税理士報酬が高いと感じるなら、行動してみることが大事

冒頭に挙げたように「何となく高い」とは思っていても、一方で「税理士報酬とはこういうものだ」と思考停止に陥ってはいないでしょうか? 不満や疑問を持つのであれば、改善に向けて動いてみるのも経営者の仕事です。税理士もサービス業であり、価格についても絶対的な基準などありません。

しかし、税理士の業務とは能力をもって遂行されるサービスのために、安易に値引きだけをお願いしても受け入れられないでしょう。お互いが納得できるサービスの形を交渉し、その結果が料金の見直しにつながる、というかたちが理想です。

自社のニーズを明確にして、高いか安いかを判断する

もちろん、安いに越したことはありませんが、税理士も、限られた時間の中で業務をしています。したがって、対応できる顧問先も数が限られてきます。ビジネスですから、安い金額で契約している顧客よりも、相場の料金で付き合ってくれている顧客を優先することは責められません。

結果、相場より低い料金での付き合いをしている顧客の対応は疎かになり、良好な関係は築けなくなります。税理士業務における「安かろう悪かろう」には個々の税理士の能力の側面もありますが、契約体系によるところもあります。

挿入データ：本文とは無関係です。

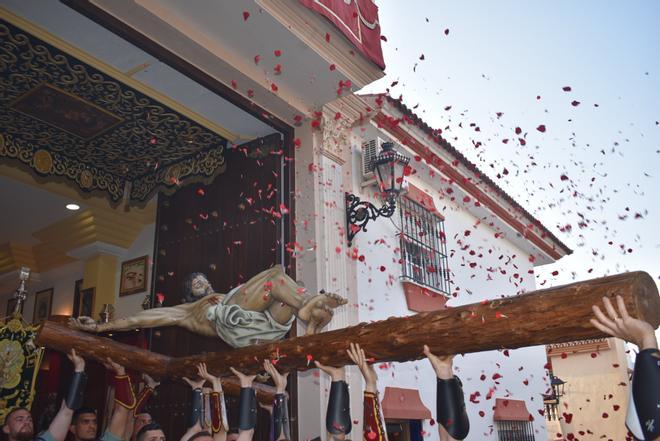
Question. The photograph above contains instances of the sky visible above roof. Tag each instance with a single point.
(556, 102)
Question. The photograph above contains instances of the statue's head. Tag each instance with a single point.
(196, 286)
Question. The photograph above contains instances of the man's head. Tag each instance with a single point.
(141, 420)
(196, 286)
(151, 432)
(84, 424)
(18, 425)
(201, 436)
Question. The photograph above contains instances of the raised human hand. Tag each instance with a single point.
(279, 379)
(337, 374)
(196, 384)
(623, 326)
(150, 381)
(246, 380)
(356, 354)
(442, 364)
(77, 360)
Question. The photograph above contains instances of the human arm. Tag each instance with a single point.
(219, 424)
(147, 391)
(59, 427)
(373, 428)
(451, 415)
(124, 399)
(281, 424)
(642, 406)
(623, 326)
(338, 414)
(247, 404)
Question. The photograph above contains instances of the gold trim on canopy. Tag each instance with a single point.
(67, 115)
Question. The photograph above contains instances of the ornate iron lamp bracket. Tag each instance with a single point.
(359, 213)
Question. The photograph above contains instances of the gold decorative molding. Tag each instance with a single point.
(66, 115)
(13, 256)
(115, 73)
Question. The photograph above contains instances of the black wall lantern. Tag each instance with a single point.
(557, 386)
(388, 167)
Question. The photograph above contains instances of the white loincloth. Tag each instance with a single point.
(240, 328)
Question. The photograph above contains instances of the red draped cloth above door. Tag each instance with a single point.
(357, 20)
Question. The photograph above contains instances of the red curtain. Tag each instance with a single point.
(357, 20)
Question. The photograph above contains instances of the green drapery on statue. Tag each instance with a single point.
(19, 364)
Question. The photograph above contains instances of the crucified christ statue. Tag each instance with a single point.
(259, 311)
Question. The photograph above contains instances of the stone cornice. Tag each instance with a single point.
(309, 27)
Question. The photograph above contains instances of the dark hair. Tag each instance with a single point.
(14, 410)
(187, 287)
(199, 434)
(81, 411)
(145, 429)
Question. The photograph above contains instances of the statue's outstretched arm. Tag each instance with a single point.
(151, 318)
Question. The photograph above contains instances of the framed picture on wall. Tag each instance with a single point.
(43, 302)
(133, 276)
(86, 305)
(11, 304)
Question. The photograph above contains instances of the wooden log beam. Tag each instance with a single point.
(554, 315)
(62, 338)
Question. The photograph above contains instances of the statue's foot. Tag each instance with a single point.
(83, 323)
(321, 304)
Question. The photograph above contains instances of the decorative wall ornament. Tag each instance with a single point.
(63, 115)
(134, 274)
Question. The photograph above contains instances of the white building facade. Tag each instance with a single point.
(402, 265)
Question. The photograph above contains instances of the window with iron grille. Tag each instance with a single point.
(515, 431)
(423, 247)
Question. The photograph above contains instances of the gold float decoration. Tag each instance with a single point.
(63, 117)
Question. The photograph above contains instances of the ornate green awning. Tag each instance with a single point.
(66, 115)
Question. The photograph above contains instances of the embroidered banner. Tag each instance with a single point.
(19, 365)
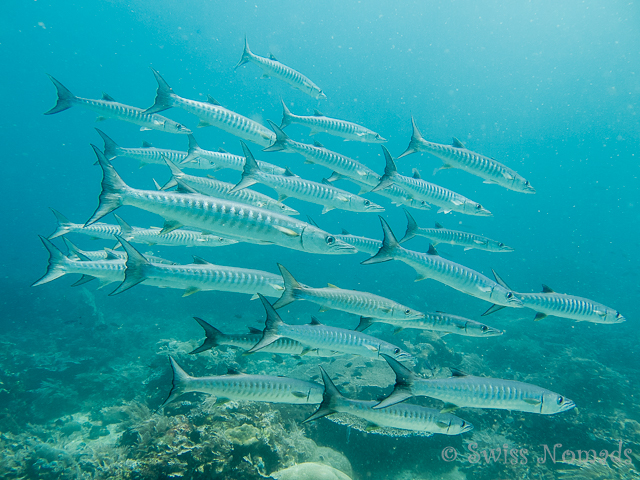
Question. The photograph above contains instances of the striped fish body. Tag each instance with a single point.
(569, 306)
(457, 156)
(273, 68)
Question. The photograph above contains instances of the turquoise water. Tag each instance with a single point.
(549, 90)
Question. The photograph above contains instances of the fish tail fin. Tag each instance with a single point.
(163, 95)
(389, 246)
(281, 138)
(113, 189)
(290, 287)
(271, 325)
(66, 99)
(249, 172)
(213, 337)
(110, 147)
(405, 379)
(286, 116)
(329, 399)
(57, 263)
(412, 227)
(135, 272)
(416, 139)
(179, 384)
(246, 54)
(64, 225)
(390, 170)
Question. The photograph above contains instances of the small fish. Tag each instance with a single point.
(107, 107)
(351, 301)
(476, 392)
(211, 113)
(419, 189)
(452, 237)
(457, 156)
(291, 185)
(238, 386)
(271, 67)
(316, 335)
(569, 306)
(405, 416)
(318, 123)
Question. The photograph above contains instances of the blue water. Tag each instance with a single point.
(549, 89)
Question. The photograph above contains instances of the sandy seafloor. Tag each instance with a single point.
(551, 91)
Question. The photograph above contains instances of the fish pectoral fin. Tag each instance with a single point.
(286, 231)
(190, 291)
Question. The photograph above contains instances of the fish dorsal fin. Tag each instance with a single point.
(213, 101)
(457, 143)
(200, 261)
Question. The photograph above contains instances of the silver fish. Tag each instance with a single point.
(216, 188)
(364, 304)
(437, 322)
(405, 416)
(238, 386)
(211, 113)
(569, 306)
(231, 219)
(271, 67)
(290, 185)
(316, 335)
(457, 156)
(417, 188)
(318, 123)
(476, 392)
(432, 265)
(439, 234)
(107, 107)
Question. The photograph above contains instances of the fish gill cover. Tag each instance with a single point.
(528, 110)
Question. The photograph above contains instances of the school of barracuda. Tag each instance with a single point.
(203, 211)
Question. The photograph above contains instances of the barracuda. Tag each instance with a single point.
(453, 237)
(211, 113)
(457, 156)
(222, 159)
(271, 67)
(405, 417)
(245, 341)
(290, 185)
(476, 392)
(218, 189)
(318, 123)
(150, 236)
(454, 275)
(569, 306)
(198, 276)
(107, 107)
(351, 301)
(419, 189)
(230, 219)
(316, 335)
(438, 322)
(238, 386)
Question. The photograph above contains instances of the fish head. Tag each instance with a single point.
(315, 240)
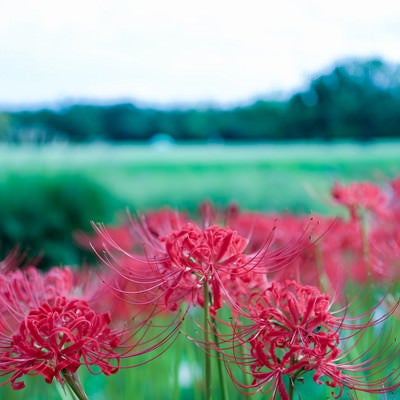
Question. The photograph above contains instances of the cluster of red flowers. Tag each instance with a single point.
(281, 277)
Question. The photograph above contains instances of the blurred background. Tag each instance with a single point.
(108, 106)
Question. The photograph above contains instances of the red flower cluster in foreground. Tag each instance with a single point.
(281, 279)
(50, 325)
(45, 329)
(292, 330)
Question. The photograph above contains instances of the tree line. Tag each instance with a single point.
(355, 100)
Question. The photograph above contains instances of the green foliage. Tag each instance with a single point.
(40, 213)
(357, 100)
(49, 192)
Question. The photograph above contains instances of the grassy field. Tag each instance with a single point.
(270, 178)
(262, 177)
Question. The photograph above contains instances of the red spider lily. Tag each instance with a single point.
(44, 330)
(50, 327)
(175, 267)
(293, 330)
(361, 196)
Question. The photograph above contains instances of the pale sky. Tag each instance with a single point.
(181, 51)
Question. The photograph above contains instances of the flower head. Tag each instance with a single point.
(294, 330)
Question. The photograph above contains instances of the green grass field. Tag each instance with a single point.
(261, 177)
(270, 178)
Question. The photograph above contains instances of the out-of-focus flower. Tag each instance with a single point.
(360, 196)
(293, 330)
(46, 330)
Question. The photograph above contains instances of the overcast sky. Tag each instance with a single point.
(176, 51)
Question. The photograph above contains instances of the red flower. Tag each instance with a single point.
(361, 195)
(59, 335)
(293, 331)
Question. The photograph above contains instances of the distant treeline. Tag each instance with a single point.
(356, 100)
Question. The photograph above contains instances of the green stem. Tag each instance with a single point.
(74, 384)
(221, 374)
(291, 389)
(207, 365)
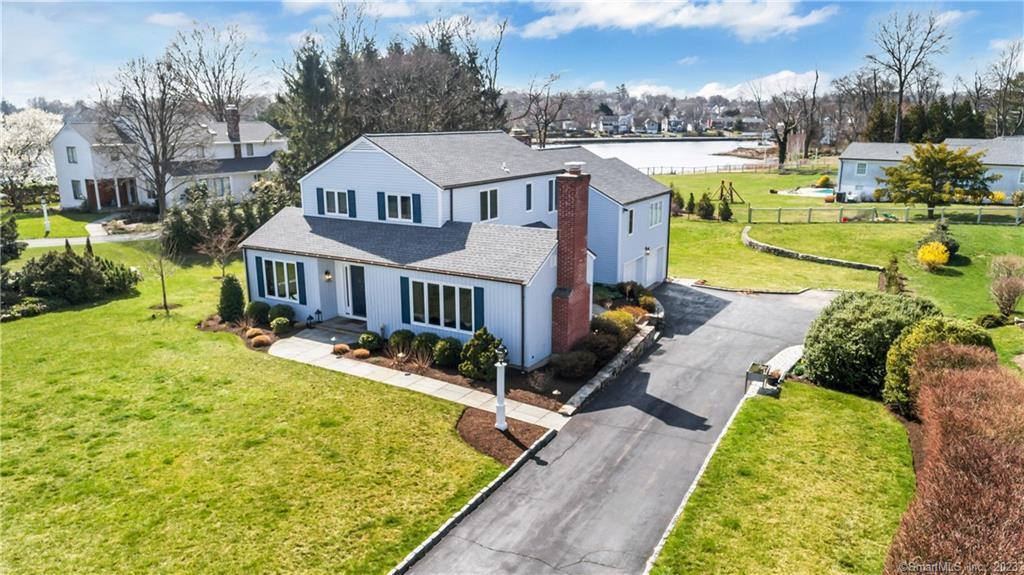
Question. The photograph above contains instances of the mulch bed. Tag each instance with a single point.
(477, 429)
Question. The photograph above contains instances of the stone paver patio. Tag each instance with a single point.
(313, 347)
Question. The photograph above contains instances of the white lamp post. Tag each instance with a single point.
(500, 424)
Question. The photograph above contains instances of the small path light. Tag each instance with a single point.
(502, 351)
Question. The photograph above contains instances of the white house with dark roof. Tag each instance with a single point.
(861, 164)
(90, 172)
(446, 232)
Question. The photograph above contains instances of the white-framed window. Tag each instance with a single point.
(336, 202)
(399, 207)
(442, 305)
(488, 205)
(281, 279)
(656, 213)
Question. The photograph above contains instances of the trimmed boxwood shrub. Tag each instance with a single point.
(448, 352)
(478, 356)
(846, 346)
(370, 341)
(898, 393)
(281, 310)
(258, 312)
(232, 301)
(573, 364)
(401, 339)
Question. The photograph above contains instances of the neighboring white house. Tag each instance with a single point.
(861, 164)
(446, 232)
(90, 172)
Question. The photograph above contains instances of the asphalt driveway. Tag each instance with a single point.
(598, 497)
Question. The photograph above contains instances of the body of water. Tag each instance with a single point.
(673, 153)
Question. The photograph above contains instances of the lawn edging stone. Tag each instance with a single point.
(627, 356)
(744, 236)
(481, 495)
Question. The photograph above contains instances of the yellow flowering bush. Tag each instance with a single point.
(933, 256)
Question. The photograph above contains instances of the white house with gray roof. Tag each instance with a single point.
(861, 164)
(446, 232)
(90, 171)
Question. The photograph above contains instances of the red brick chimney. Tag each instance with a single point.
(570, 302)
(233, 134)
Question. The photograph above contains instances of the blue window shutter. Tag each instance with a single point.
(406, 315)
(299, 269)
(477, 308)
(260, 288)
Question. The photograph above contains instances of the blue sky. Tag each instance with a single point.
(62, 50)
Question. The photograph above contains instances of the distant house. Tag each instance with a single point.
(448, 232)
(90, 170)
(861, 164)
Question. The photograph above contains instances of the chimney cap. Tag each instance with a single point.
(574, 167)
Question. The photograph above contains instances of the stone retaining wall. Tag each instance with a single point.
(784, 253)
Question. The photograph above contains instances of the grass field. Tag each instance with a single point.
(813, 482)
(62, 224)
(135, 443)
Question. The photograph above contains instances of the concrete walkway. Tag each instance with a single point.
(313, 347)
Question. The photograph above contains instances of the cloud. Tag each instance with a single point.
(748, 19)
(170, 19)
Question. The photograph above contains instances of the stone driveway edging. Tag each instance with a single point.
(785, 253)
(627, 356)
(480, 496)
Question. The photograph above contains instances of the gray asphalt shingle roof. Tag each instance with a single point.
(503, 253)
(458, 159)
(610, 176)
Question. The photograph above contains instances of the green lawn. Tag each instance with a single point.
(814, 482)
(62, 224)
(135, 443)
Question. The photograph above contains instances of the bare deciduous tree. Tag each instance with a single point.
(215, 67)
(906, 41)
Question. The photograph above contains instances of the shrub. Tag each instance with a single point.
(281, 325)
(933, 256)
(846, 346)
(1007, 292)
(573, 364)
(401, 339)
(603, 346)
(724, 211)
(940, 232)
(648, 303)
(425, 342)
(281, 310)
(897, 392)
(370, 341)
(261, 341)
(448, 352)
(616, 323)
(706, 210)
(478, 356)
(232, 301)
(258, 312)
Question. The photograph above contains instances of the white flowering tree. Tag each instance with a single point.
(25, 153)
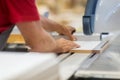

もちろん「必要なことを、必要なだけしてくれればよい」と割り切って税理士と付き合うのもよいでしょう。これは、「安かろう悪かろう」というよりは、自社のニーズやコストについてシビアに考えた場合の1つの選択肢です。

しかし、リスクを避け、安全にそしてより経営を上向きにしていきたいと考えた場合は、税理士に求めることも変わってきます。上記のようなある種ドライな付合いよりも顧問料が高額となるのは当然です。

自社が税理士に求める業務とその相場を把握したうえで、顧問料が高いのか安いのかを判断することをお薦めします。